It’s challenging enough for a seasoned clinician to assess a trauma patients condition, but imagine dropping a PT student into a high-stress, high-stakes environment to learn from experience. Students, although prepared with simulated patients and situations in the classroom, often are overwhelmed by all that’s happening. The gap between classroom simulation and real clinical life means they typically need two to three weeks to just get used to the ICU environment and be ready to learn.
Williams and her husband, Eric, a professor of fine arts at Ohio University, are part of a grant to create and test 360-degree virtual experiences to train future health care providers, according to a Northern Arizona University press release, placed on Newswire. However, instead of creating a computer-generated virtual environment, which is typically how virtual reality is presented, they create immersive experiences using 360-degree video cameras and audio equipment to capture actual patient care delivered by practicing health care professionals.
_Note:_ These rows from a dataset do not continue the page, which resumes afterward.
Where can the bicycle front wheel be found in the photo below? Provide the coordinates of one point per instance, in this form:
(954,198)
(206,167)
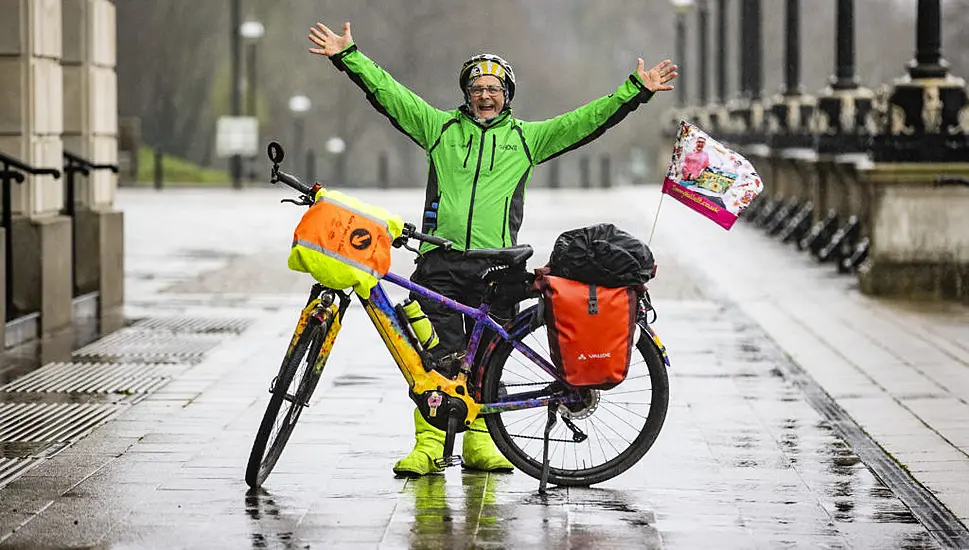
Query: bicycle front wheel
(621,423)
(291,393)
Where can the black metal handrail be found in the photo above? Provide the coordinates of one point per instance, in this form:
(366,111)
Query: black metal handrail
(77,165)
(13,172)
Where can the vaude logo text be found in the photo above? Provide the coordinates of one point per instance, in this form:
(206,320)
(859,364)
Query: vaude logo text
(584,357)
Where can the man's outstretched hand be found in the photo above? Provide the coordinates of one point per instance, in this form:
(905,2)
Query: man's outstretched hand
(656,78)
(328,41)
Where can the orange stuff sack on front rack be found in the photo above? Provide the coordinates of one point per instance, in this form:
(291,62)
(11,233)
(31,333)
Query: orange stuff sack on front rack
(344,242)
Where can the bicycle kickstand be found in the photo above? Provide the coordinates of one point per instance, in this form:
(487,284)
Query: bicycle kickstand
(548,430)
(450,459)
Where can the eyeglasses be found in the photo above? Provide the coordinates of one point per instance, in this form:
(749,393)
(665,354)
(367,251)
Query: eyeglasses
(492,90)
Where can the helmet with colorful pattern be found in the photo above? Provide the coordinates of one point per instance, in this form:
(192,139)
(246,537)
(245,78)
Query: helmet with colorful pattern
(485,64)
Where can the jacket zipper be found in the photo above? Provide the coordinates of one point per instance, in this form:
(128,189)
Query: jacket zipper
(494,145)
(474,187)
(469,153)
(504,223)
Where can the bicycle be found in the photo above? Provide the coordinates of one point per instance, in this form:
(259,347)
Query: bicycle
(500,376)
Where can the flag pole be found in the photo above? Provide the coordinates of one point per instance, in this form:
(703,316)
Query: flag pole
(655,219)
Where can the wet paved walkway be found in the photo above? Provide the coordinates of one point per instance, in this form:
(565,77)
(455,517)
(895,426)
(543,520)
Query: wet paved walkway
(745,460)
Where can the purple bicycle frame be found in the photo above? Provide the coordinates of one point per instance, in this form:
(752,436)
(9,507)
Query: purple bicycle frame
(379,297)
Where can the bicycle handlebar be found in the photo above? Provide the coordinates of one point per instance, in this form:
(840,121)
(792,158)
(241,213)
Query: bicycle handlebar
(411,232)
(292,181)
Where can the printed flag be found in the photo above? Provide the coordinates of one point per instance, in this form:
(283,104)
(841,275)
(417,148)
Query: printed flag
(709,178)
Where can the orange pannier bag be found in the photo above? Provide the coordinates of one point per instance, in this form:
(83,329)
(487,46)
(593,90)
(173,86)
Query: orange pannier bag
(590,330)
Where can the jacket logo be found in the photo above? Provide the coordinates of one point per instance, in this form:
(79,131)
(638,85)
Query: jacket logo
(360,239)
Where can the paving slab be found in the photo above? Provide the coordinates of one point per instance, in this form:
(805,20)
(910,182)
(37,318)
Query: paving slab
(744,459)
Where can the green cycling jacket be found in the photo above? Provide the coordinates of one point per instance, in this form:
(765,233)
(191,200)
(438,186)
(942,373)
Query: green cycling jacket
(477,174)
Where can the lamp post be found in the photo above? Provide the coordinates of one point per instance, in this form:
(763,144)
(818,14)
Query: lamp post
(298,106)
(721,116)
(925,117)
(682,8)
(251,31)
(793,109)
(336,146)
(844,107)
(747,112)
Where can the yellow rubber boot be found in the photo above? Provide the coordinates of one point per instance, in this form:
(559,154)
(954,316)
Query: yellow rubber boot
(429,445)
(479,452)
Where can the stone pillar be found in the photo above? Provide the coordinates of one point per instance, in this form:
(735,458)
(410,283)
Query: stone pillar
(919,232)
(91,131)
(31,122)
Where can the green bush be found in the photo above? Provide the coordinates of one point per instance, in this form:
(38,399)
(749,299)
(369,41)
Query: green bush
(177,171)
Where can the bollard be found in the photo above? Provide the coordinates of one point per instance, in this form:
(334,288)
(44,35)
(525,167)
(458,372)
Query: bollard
(798,225)
(310,166)
(766,212)
(842,241)
(605,171)
(584,175)
(782,215)
(819,233)
(383,171)
(159,168)
(851,263)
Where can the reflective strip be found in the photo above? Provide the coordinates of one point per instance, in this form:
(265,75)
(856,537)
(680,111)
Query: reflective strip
(327,252)
(370,217)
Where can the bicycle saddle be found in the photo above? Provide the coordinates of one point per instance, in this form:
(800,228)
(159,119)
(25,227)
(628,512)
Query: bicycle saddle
(512,255)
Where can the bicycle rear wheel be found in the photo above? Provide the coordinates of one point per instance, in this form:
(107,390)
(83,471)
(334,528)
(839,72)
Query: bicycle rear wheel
(621,423)
(292,389)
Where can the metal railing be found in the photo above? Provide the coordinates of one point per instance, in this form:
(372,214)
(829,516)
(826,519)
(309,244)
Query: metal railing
(73,166)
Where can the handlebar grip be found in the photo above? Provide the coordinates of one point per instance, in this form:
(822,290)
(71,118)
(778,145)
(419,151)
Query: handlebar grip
(293,182)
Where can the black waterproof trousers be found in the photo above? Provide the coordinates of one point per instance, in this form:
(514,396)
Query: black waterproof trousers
(451,273)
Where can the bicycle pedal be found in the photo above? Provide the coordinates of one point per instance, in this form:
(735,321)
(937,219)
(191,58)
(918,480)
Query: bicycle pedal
(447,461)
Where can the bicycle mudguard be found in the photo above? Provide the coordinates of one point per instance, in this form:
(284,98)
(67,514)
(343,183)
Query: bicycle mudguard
(656,342)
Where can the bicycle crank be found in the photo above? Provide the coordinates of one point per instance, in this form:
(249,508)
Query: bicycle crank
(455,417)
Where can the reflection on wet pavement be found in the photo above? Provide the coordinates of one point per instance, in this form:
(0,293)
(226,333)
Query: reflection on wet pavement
(743,461)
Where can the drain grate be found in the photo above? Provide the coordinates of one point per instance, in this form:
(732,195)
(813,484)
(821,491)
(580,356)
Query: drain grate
(12,468)
(196,325)
(123,378)
(147,346)
(26,422)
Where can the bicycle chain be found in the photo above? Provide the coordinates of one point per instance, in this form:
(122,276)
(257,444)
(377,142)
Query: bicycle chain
(526,436)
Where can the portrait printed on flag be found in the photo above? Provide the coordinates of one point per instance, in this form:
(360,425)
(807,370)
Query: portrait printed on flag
(710,178)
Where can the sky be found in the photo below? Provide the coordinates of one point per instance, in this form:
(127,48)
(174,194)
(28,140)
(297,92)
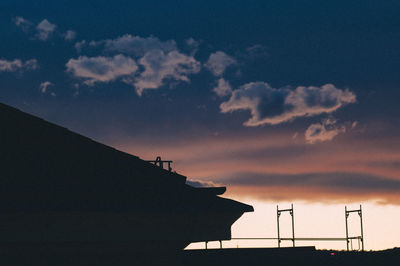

“Here, you’re right in the middle of things,” Williams explains. “We’re really seeing how the health care providers act in that situation. Things usually don’t go perfectly. Simulations tend to be perfect, but these aren’t.” Their name for the immersive virtual reality application is ‘preality’, or preparation for reality. It’s actual reality, but the student is only virtually there.
Williams compares the experience to students peeking over the physical therapist’s shoulder and in the actual clinical environment in which they’ll be working. The goal is to use these immersive preality experiences to fill the gap between classroom simulation and clinical practice.
Reducing acclimation time
The thought is that, when students are actually in the ICU, the situation will be familiar and less scary, thus reducing the time students need to acclimate to be ready to learn, says Williams. “It would give them a chance to watch and observe the actual clinic site without the pressure of having to be responsible for things or being in the way. They can ask what’s going on with this line, why is this person breathing that way. It gives them a chance to stare without being caught staring."
The project is a continuation on earlier forays into immersive virtual reality. The Williamses worked together in a trauma center to record patients and their doctors, using a 360-degree camera at eye level that captured all the activity in the emergency room—doctors yelling, computers beeping, patients bleeding and in pain as health care providers work on them.
The cameras used are about fist-sized and are placed at eye level, so the user is in the action, not an observer from the side or above. The footage is not only real but it’s taken in places where students will be working, giving them the feeling of being right there. The trauma center is using the preality experiences as part of their resident orientation training program.
Preality experiences are not about to replace the simulations physical therapy students do in the classroom, but they will be an additional tool to help student prepare for difficult health care situations, Williams said.
They are the only group using virtual reality in this way that Williams knows of, and it’s getting noticed. Petra and Eric Williams presented at the Virtual Reality and Healthcare Symposium last week in Washington, D.C., and already were getting calls from throughout the country from programs interested in implementing 360-degree video VR into health care provider training.
In partnership with clinicians at Northern Arizona Healthcare, Williams plans to begin making recordings in the fall at Verde Valley as patients and clinicians give permission. The turnaround is quick enough that her students may be able to access these recordings this fall.